Tezin Türü: Yüksek Lisans
Tezin Yürütüldüğü Kurum: Orta Doğu Teknik Üniversitesi, Fen Edebiyat Fakültesi, Biyolojik Bilimler Bölümü, Türkiye
Tezin Onay Tarihi: 2004
Tezin Dili: İngilizce
Öğrenci: Emre Koyuncu
Danışman: FERİDE SEVERCAN
Özet:In this study, structural and functional aspects of adenovirus type 5 (Ad5) E4orf3 protein were analyzed by biophysical and biochemical methods. Ad5 is one of the mostly used gene therapy vectors to date. However, some of its proteins possess oncogenic potential and their presence comprises safety risks.
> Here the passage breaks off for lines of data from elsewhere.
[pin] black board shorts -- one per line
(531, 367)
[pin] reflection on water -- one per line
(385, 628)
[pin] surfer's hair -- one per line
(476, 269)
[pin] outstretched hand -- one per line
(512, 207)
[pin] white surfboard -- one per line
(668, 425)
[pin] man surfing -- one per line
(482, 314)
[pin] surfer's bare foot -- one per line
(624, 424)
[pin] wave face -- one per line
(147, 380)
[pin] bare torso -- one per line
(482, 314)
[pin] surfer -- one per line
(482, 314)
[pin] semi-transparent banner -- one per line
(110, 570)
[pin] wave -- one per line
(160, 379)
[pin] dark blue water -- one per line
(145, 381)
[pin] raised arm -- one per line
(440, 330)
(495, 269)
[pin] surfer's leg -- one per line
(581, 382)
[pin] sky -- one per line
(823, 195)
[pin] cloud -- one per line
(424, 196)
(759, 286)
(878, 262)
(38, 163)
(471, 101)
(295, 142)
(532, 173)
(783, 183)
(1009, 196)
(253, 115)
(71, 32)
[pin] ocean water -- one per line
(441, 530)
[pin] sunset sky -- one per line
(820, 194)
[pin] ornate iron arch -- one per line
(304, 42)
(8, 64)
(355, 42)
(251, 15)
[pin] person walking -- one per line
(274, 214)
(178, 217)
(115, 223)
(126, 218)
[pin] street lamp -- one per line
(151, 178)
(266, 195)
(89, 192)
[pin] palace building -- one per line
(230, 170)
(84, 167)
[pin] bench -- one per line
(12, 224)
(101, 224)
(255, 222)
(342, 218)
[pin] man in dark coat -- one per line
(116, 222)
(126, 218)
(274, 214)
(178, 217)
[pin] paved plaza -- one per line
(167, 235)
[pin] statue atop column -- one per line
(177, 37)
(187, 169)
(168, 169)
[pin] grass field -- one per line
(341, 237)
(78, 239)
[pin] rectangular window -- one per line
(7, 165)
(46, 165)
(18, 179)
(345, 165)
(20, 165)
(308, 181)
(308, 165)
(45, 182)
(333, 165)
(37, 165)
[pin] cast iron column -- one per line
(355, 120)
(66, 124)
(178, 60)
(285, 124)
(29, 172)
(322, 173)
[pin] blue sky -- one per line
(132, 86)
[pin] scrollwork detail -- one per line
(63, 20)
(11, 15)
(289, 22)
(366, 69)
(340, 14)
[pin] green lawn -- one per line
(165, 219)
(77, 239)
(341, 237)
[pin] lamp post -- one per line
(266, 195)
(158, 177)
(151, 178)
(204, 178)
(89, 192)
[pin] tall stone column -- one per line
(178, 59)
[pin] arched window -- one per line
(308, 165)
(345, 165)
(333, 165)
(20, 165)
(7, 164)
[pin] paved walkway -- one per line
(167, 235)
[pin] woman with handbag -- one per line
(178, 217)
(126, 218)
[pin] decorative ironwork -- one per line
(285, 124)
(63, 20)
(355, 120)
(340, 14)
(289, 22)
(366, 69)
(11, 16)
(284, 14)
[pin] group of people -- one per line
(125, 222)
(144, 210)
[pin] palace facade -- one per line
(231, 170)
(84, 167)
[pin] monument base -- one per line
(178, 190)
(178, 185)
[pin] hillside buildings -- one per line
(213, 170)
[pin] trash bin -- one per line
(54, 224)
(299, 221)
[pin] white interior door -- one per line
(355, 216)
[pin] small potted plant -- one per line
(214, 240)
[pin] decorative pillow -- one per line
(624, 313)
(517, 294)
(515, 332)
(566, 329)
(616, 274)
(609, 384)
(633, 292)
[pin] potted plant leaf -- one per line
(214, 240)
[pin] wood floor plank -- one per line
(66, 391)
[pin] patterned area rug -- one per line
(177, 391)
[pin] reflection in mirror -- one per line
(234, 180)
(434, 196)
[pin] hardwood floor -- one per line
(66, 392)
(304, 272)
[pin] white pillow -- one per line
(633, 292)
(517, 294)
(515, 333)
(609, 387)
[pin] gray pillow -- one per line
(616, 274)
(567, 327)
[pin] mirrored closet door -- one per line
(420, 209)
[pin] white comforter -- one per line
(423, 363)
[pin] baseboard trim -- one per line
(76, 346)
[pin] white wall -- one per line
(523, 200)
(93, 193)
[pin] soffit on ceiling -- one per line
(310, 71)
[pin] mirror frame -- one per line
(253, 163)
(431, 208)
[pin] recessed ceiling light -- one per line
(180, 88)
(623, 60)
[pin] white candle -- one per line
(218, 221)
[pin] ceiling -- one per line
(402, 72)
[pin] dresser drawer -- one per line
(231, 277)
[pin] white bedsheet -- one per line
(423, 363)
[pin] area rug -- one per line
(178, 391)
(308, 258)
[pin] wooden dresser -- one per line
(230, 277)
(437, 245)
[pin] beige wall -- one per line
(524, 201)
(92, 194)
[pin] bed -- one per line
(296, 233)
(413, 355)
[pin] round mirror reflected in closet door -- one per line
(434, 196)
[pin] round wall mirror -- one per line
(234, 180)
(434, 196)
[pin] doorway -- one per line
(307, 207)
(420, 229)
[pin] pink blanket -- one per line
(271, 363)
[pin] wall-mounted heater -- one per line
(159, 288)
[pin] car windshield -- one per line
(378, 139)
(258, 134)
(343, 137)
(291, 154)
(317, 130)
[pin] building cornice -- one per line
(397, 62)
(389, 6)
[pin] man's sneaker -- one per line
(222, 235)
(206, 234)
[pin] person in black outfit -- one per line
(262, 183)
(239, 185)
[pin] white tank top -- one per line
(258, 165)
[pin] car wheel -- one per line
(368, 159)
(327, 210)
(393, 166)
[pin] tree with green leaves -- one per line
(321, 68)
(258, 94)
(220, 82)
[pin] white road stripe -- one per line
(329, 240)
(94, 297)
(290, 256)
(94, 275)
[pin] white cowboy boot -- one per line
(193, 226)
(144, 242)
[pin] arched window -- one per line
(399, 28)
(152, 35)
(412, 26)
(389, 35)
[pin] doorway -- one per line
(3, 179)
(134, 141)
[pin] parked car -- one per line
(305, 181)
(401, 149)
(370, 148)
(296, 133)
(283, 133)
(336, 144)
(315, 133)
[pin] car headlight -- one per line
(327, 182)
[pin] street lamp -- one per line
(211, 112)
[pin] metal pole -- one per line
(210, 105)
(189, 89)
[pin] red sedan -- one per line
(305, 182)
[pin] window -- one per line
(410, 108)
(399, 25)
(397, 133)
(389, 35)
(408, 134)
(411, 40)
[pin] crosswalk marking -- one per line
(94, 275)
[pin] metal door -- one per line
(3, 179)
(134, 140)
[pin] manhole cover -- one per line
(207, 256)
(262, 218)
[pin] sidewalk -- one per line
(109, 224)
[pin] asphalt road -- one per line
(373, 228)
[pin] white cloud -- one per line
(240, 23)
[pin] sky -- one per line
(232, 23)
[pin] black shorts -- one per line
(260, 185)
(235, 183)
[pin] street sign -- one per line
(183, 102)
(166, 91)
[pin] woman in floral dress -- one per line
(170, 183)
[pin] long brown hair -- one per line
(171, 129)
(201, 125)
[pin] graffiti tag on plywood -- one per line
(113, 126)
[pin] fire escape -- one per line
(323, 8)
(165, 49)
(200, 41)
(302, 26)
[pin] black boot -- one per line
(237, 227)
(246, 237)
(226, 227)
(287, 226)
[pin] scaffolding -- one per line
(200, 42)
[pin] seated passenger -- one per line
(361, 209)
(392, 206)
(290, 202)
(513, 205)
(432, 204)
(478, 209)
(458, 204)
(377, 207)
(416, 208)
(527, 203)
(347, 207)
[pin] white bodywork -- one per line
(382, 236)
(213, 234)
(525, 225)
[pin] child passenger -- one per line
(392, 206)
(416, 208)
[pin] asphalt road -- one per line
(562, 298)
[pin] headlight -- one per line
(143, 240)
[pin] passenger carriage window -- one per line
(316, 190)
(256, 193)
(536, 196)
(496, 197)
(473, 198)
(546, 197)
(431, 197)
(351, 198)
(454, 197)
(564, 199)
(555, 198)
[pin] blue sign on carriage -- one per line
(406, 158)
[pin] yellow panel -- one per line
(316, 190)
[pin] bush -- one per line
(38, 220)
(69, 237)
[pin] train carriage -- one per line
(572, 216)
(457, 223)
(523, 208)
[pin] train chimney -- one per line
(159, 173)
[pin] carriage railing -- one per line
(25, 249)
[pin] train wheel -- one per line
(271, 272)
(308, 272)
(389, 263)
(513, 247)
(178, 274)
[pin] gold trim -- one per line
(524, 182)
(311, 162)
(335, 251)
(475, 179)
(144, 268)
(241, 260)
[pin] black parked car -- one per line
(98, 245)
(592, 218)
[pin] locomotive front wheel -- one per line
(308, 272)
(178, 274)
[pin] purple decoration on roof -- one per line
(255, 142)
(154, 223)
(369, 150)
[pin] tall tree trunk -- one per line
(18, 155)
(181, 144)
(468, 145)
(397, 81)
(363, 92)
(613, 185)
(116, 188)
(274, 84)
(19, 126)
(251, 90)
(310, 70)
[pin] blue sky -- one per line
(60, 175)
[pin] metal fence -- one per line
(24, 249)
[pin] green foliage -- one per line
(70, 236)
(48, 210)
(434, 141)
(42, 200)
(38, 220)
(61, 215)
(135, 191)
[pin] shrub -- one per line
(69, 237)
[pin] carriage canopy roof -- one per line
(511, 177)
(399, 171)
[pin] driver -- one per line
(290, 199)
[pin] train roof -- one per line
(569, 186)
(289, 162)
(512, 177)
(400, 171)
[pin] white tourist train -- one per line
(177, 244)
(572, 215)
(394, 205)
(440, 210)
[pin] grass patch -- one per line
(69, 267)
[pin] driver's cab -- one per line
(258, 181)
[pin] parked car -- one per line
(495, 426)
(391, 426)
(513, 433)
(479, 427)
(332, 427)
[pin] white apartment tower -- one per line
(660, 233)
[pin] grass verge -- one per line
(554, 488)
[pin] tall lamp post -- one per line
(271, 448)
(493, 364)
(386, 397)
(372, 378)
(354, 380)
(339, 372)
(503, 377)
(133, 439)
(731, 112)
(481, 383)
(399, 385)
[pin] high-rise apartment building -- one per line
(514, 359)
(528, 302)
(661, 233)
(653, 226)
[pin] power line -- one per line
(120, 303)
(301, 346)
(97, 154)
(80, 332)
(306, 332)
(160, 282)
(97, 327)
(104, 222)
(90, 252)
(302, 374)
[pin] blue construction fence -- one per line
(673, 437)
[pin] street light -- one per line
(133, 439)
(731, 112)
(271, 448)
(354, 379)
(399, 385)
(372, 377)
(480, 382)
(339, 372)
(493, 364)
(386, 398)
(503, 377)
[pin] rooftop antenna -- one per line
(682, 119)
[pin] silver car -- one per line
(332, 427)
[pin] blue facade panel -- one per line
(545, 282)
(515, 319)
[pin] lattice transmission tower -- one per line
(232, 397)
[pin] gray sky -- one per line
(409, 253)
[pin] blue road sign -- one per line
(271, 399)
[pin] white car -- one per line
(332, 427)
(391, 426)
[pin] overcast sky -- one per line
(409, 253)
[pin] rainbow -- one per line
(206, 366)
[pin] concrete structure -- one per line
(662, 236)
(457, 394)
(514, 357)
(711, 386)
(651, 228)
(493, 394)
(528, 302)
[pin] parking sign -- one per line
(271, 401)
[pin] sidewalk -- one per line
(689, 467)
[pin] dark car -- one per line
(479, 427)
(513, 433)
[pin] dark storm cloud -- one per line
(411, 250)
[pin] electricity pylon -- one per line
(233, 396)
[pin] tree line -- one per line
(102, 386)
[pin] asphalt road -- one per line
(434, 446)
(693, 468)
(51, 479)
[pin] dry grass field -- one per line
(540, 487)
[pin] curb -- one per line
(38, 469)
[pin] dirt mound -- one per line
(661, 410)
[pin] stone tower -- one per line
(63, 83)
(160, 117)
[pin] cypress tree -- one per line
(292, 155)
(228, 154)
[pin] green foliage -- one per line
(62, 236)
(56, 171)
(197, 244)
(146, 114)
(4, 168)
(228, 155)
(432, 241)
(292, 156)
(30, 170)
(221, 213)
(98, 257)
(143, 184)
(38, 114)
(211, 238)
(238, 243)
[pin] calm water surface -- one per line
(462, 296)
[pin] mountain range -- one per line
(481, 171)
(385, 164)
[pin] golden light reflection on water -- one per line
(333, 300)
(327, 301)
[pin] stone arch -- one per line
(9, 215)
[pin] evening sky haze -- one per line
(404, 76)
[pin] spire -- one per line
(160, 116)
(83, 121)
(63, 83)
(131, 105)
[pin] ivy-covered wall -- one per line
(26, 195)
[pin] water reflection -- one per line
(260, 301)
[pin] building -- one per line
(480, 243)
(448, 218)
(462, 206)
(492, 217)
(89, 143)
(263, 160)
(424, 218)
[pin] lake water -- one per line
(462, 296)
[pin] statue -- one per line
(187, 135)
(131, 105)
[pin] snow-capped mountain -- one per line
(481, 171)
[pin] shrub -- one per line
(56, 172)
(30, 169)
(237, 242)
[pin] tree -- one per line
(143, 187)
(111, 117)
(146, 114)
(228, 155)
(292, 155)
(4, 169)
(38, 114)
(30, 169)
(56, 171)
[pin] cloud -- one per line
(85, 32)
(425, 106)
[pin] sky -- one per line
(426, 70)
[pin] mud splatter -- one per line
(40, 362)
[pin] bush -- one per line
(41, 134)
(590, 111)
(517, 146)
E4orf3 is one of the oncoproteins of Ad5. It also takes important roles in viral infection, and is beneficial for therapy vectors. Therefore, understanding the functions of E4orf3 is very important for developing efficient and safe adenovirus vectors. Most of the present knowledge about the functions of E4orf3 comes from its mutational analysis. It has never been expressed or purified successfully due to its extreme insolubility. Therefore, this study focused on the optimization of expression of E4orf3 protein. As a result, full-length E4orf3 was obtained in soluble form as a Glutathione-S-transferase (GST) fusion protein and purified by GST affinity chromatography for the first time. Subsequently, the interaction of E4orf3 with four different proteins, DNA-PK, Aup1, E1B-55 kDa and E4orf6 was analyzed in detail by GST-pulldown technique. In these experiments, E4orf3 was shown to associate with Aup1, E1B-55 kDa and E4orf6 in vitro, and the C-terminal of E4orf3 was determined to be responsible for these interactions. Finally, basic structural information about E4orf3 protein was also obtained for the first time by the direct analysis of the fusion protein in glutathione beads with Fourier Transform Infrared (FTIR) spectroscopy. Since the purified E4orf3 protein could not be separated from the glutathione beads due to its hydrophobic regions, the secondary structures in this protein were determined after subtracting glutathione and H2O absorption bands, and the GST moiety.